Similarly, issues like look-elsewhere, breaking the optimizer’s curse, and avoiding Goodharting out of your validity region are also generally applicable capability problems in doing the statistics when doing STEM work, and are not unique to calculating and optimizing human utilities (though the application of optimization pressure is important to them). We don’t have a lot of alignment researchers, so I suggest leaving capabilities problems like these to all the capabilities researchers!
I think we should put significant weight on the possibility that our STEM-capable AGI will be doing these things using symbol manipulation and tool-use like statistics and approximately-Bayesian updates, not neural nets. So what we need to be doing is reading the statistical literature on how best to make decisions when you don't have perfect information.

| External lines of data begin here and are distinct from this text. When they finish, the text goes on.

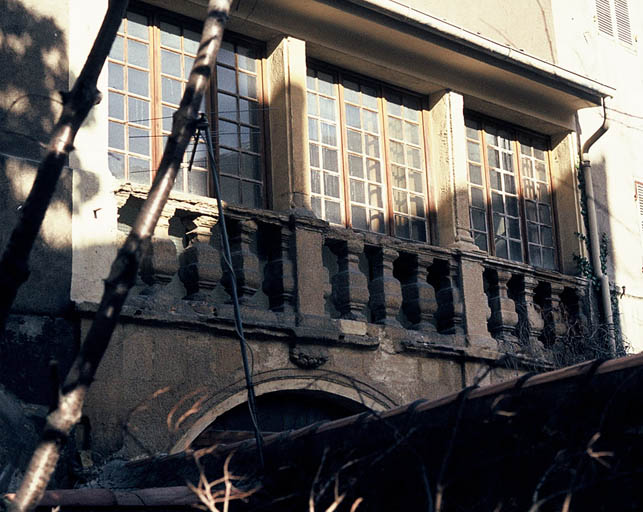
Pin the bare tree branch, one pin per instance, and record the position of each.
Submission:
(123, 272)
(14, 268)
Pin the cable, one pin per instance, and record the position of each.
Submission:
(204, 126)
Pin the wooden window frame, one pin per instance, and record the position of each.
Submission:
(155, 17)
(516, 133)
(382, 89)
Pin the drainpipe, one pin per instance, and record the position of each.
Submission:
(586, 169)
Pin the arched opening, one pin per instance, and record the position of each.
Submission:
(276, 412)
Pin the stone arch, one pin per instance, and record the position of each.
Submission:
(329, 384)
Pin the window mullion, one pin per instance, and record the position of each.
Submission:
(388, 211)
(487, 178)
(343, 171)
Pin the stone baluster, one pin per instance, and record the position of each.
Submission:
(420, 305)
(386, 291)
(159, 265)
(450, 307)
(504, 318)
(279, 285)
(245, 260)
(534, 316)
(201, 262)
(350, 286)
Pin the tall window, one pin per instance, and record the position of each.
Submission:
(510, 201)
(149, 65)
(367, 159)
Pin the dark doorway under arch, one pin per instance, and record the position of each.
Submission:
(276, 412)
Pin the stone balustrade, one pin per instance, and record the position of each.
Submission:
(319, 282)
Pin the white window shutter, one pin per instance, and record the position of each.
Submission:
(623, 28)
(604, 17)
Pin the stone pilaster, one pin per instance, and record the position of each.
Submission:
(386, 291)
(288, 123)
(449, 169)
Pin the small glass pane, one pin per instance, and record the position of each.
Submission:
(514, 228)
(137, 53)
(246, 58)
(137, 26)
(248, 112)
(399, 202)
(226, 54)
(115, 76)
(473, 151)
(479, 220)
(418, 230)
(229, 162)
(375, 196)
(417, 206)
(139, 170)
(415, 182)
(329, 159)
(138, 111)
(333, 212)
(373, 170)
(331, 185)
(198, 183)
(398, 174)
(170, 63)
(354, 140)
(327, 108)
(329, 135)
(402, 228)
(226, 79)
(355, 166)
(117, 49)
(251, 167)
(371, 123)
(372, 145)
(413, 157)
(358, 193)
(315, 182)
(314, 155)
(515, 250)
(227, 106)
(138, 82)
(477, 198)
(230, 189)
(116, 105)
(139, 141)
(358, 215)
(170, 36)
(171, 90)
(475, 174)
(247, 85)
(251, 193)
(116, 163)
(353, 116)
(116, 136)
(312, 129)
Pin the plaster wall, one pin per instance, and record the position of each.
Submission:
(616, 158)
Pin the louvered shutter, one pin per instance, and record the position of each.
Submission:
(604, 17)
(623, 28)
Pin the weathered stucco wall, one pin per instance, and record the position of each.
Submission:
(617, 162)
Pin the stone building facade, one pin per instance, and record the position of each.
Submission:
(401, 192)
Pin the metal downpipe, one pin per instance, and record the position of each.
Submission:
(594, 242)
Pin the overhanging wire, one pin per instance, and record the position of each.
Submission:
(203, 127)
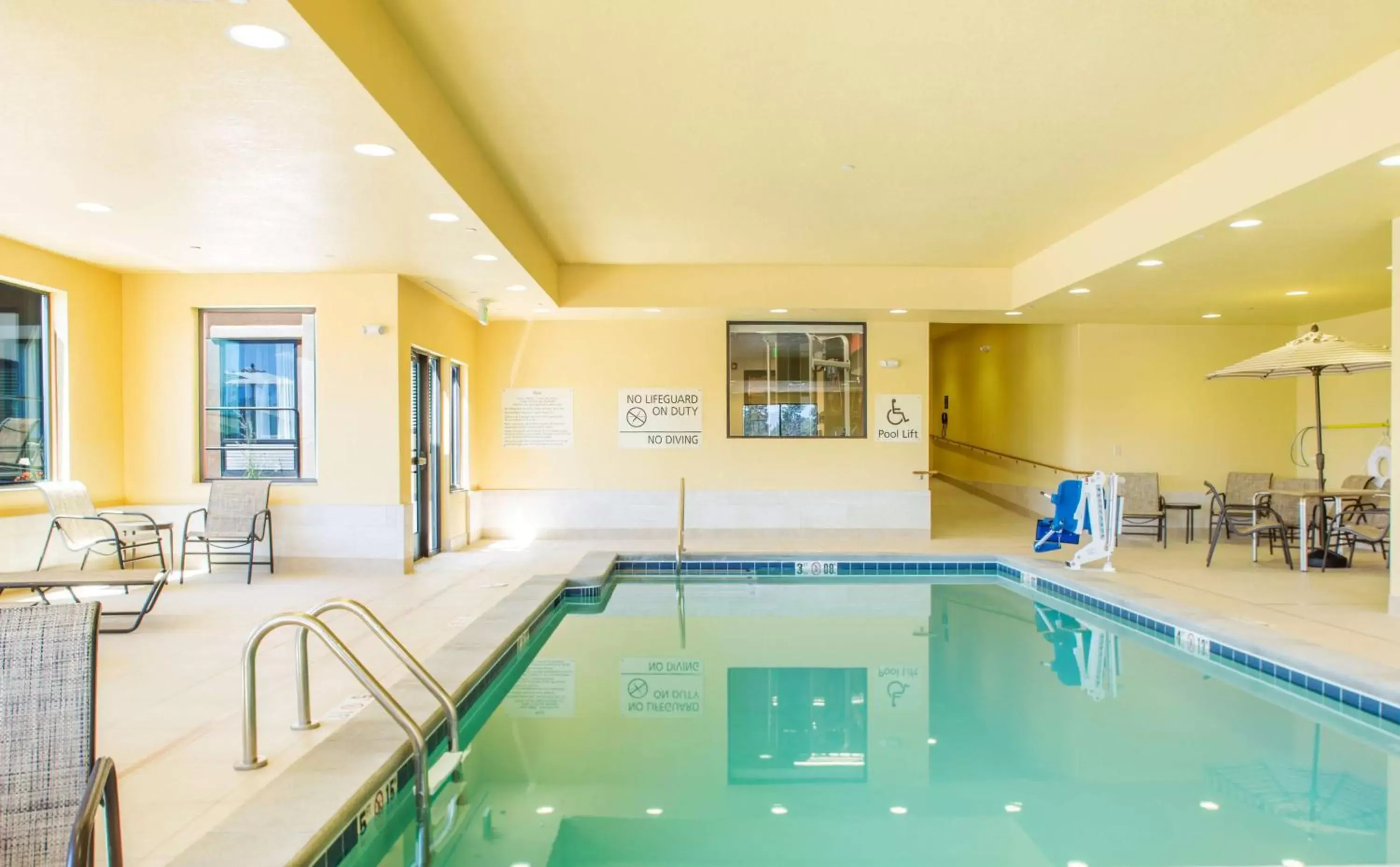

Admittedly, statistical issues like these are probably both more common and more challenging in soft sciences than in hard sciences, and aggregated human utility is definitely a soft-science question. So I can imagine us first building a near-AGI capable of doing some STEM work in hard sciences that wasn’t yet very competent in soft sciences, but that was capable of Fooming. However, as long as it was a value learner, it would understand that this was a big problem, which urgently needed to be solved before Fooming, and it would be a convergent instrumental strategy for it to do the Computer Science and Statistical work to fix this and become a better statistician/data-scientist/soft-scientist — and fortunately those are all hard sciences.